Warburton was back on for the final ten minutes and the Lions finally got some reward when replacement scrum half Rhys Webb won a penalty at the breakdown and England star Farrell did the rest.

Carnage ensured from the restart as the All Blacks looked like they had won a kickable penalty, but TMO George Ayoub and referee Romain Poite opted for a scrum, and while the All Blacks were knocking at the door, in the end the Lions held on.

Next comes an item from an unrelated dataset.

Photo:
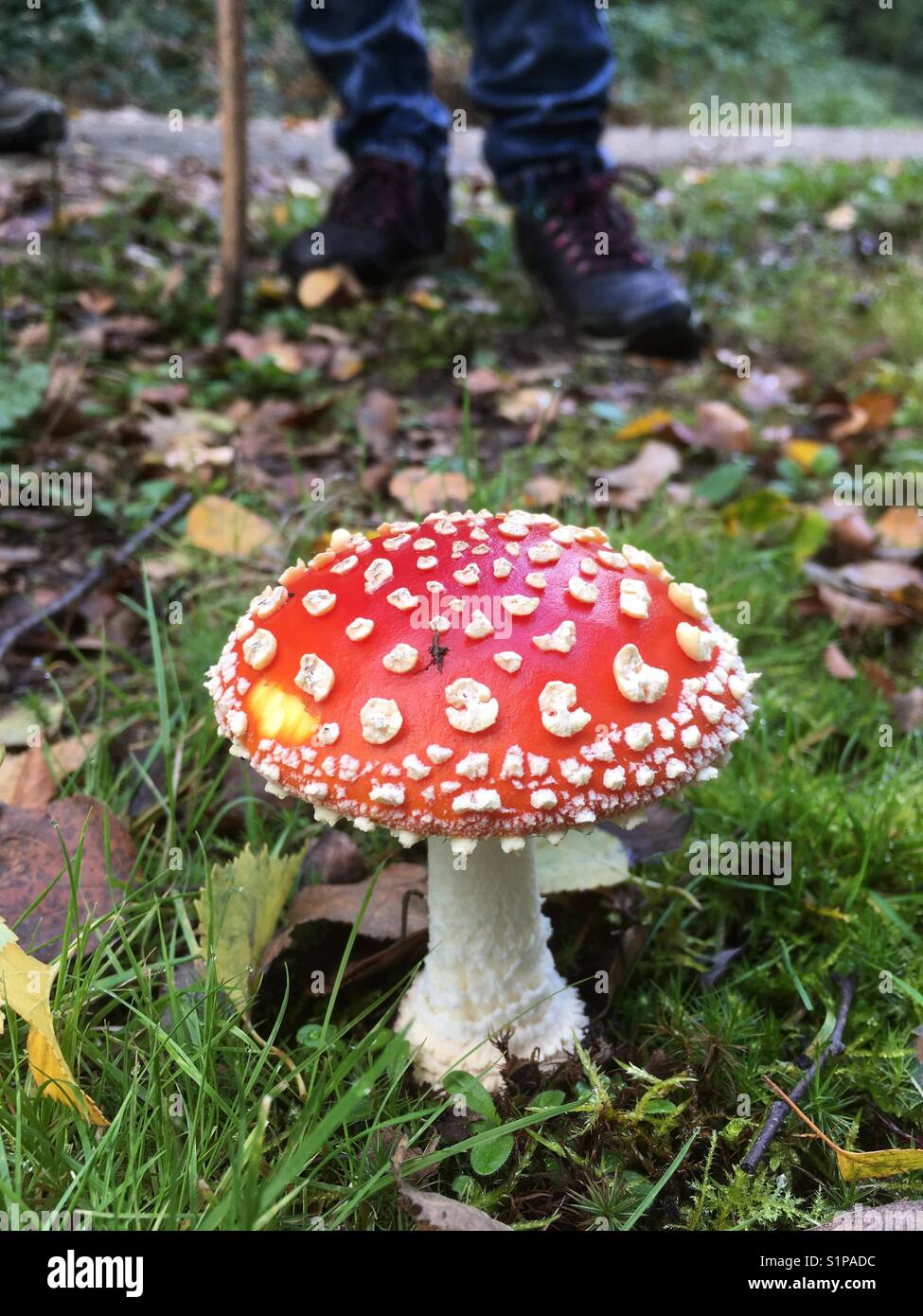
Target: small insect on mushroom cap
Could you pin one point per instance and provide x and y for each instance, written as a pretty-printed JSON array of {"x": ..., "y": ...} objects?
[{"x": 479, "y": 675}]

That meant a drawn series, the first since the 1955 Lions in South Africa, and a memorable finish to the tour in Auckland.

TIME LINE: 3 minutes – New Zealand penalty: missed by Beauden Barrett – 0-0; 15 mins – New Zealand try: Ngani Laumape – 5-0; conversion: Beauden Barrett – 7-0; 21 mins – B&I Lions penalty: Owen Farrell – 7-3; 33 mins – B&I Lions penalty: Owen Farrell – 7-6; 46 mins – New Zealand try: Jordie Barrett – 12-6; conversion: missed by Beauden Barrett – 12-6; Half-time – New Zealand 12 B&I Lions 6; 42 mins – B&I Lions penalty: Elliot Daly – 12-9; 50 mins – New Zealand yellow card: Jerome Kaino; 60 mins – B&I Lions penalty: Owen Farrell – 12-12; 68 mins – New Zealand penalty: Beauden Barrett – 15-12; 78 mins – B&I Lions penalty: Owen Farrell – 15-15; Full-time – New Zealand 15 B&I Lions 15

NEW ZEALAND: Jordie Barrett; Israel Dagg, Anton Lienert-Brown, Ngani Laumape, Julian Savea; Beauden Barrett, Aaron Smith; Joe Moody, Codie Taylor, Owen Franks, Brodie Retallick, Sam Whitelock, Jerome Kaino, Sam Cane, Kieran Read (capt).

Replacements used: Wyatt Crockett for Moody, Charlie Faumuina for Franks (both 58 mins), Ardie Savea for Cane (60), Malakai Fekitoa for Laumape (67), Nathan Harries for Taylor, Aaron Cruden for Savea (both 73), TJ Perenara for Smith (74), Scott Barrett for Whitelock (78).

BRITISH & IRISH LIONS: Liam Williams (Scarlets/Wales); Anthony Watson (Bath/England), Jonathan Davies (Scarlets/Wales), Owen Farrell (Saracens/England), Elliot Daly (Wasps/England); Jonathan Sexton (Leinster/Ireland), Conor Murray (Munster/Ireland); Mako Vunipola (Saracens/England), Jamie George (Saracens/England), Tadhg Furlong (Leinster/Ireland), Maro Itoje (Saracens/England), Alun Wyn Jones (Ospreys/Wales), Sam Warburton (Cardiff Blues/Wales) (capt), Sean O’Brien (Leinster/Ireland), Taulupe Faletau (Bath/Wales).

Replacements used: CJ Stander (Munster/Ireland) for O’Brien (half-time), Ben Te’o (Worcester Warriors/England) for Sexton (49-53), Courtney Lawes (Northampton Saints/England) for Jones (50), Kyle Sinckler (Harlequins/England) for Furlong, Jack McGrath (Leinster/Ireland) for Vunipola (both 60), Jones for Warburton (67-73), Rhys Webb (Ospreys/Wales) for Murray, Ken Owens (Scarlets/Wales) for George (both 70), Te’o for Sexton, Jack Nowell (Exeter Chiefs/England) for Watson (both 73).